Dici Chèvre o Roquefort di capra il primo, di pecora il secondo e passi subito per un esperto di formaggi e in particolare di quelli francesi. Eppure, è l’Italia il primo produttore europeo di caci a base di latte di pecora (terzo per la produzione di latte ovino dietro Grecia e Spagna e al settimo posto per la produzione di carni ovicaprine). Con un valore della produzione di poco sotto il miliardo di euro, il comparto ovicaprino incide per poco più dell’1% sulla produzione agricola nazionale e per il 4,4% nella produzione zootecnica. «Questo ha denunciato ieri Massimiliano Giansanti, presidente di Confagricoltura, nel corso della Fiera Internazionale Zootecnica che chiude oggi a Cremona è un comparto dimenticato, dalla politica nazionale ed europea.
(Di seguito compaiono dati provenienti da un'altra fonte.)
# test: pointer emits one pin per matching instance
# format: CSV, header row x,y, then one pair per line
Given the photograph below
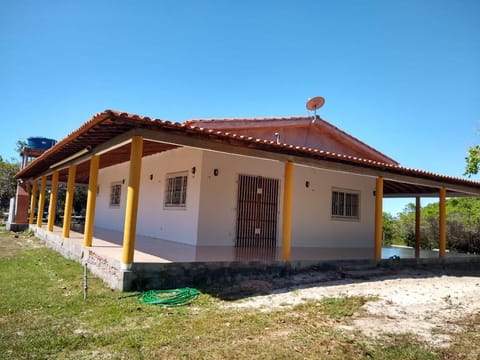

Fuori dalla Sardegna quasi non si sa nemmeno cosa siano le pecore, ma per tante ragioni la pastorizia è attività economica fondamentale. Lo dico senza timore di smentita. Altri paesi, penso ad esempio all’Australia con la lana, hanno scommesso sul settore. Dobbiamo riportarlo al centro, parlando di latte, di carne e di lana».
LE ALTERNATIVE
Puntare sulla produzione e la lavorazione di lana è la chiave di svolta più innovativa per unire in un unico progetto agricoltura e moda, due ambiti riconosciuti dell’eccellenza italiana e simbolo dell’italian style nel mondo. Al di là dei numeri, il settore è un presidio essenziale per il mantenimento di intere comunità e a tutela delle campagne in aree spesso a rischio idrogeologico che altrimenti rischierebbero lo spopolamento totale. Non mancano ancora a proposito di connessioni tra mondi apparentemente lontani esperienze come quella annunciata la scorsa settimana a Pompei: 150 pecore – già definite eco pascolo- consentiranno in maniera ecosostenibile e senza alcuna spesa per l’amministrazione, il mantenimento all’interno dei parco archeologico delle superfici ancora non scavate, assicurando il contenimento delle malerbe e la concimazione naturale dei terreni. «A volte l’innovazione più grande è il ritorno alle nostre radici», ha spiegato il direttore del Parco archeologico, Gabriel Zuchtriegel. La Sardegna è la regione regina del settore con un giro d’affari di 572 milioni di euro, seguita da Toscana (300 milioni) e Lazio (87.138). Sicilia e Calabria sono le altre due aree maggiormente interessate. Nei 135.707 allevamenti al momento i capi sono 7,5 milioni di capi (400 mila in meno rispetto a cinque anni fa). La produzione di formaggi ovini italiani pesa il 31,9% del totale europeo (233 mila tonnellate), tant’è che i soli 18 formaggi ovicaprini dop e igp italiani sono la metà di tutti i formaggi europei di settore a marchio tutelato. In termini di fatturato il pecorino romano batte tutti. «Contiamo ha affermato ieri il presidente del consorzio del pecorino romano Gianni Maoddi – su 12.161 allevamenti tra Sardegna, Lazio e provincia di Grosseto e 44 trasformatori, con oltre 245 milioni di litri di latte conferiti e 1.167.584 di forme prodotte ogni anno. Il 66% della nostra produzione è esportata all’estero, con gli Stati Uniti che rappresentano il 70% del mercato, seguiti dall’Unione Europea con il 28%».
I RISULTATI
Lusinghieri anche i risultati del Pecorino Toscano, prodotto in Toscana, in due comuni dell’Umbria e in 11 nella parte nord del Lazio. Carlo Santarelli, presidente del consorzio sintetizza i dati: «I capi sono 250.000 e 19 caseifici che lavorano 40 milioni di litri di latte conferiti ogni anno. L’export estero aumenta. Abbiamo chiuso il 2021 con un ottimo +10%, con Stati Uniti e Germania principali destinazioni. La prossima frontiera sono i mercati asiatici». Non mancano i problemi. «Purtroppo afferma Angela Saba, responsabile del settore in Confagricoltura anche noi stiamo vivendo una difficile congiuntura a causa dell’aumento dei costi di produzione e delle quotazioni insoddisfacenti che, sebbene in aumento, non consentono di coprire i maggiori costi, soprattutto a causa dei rincari per mangimistica ed energia».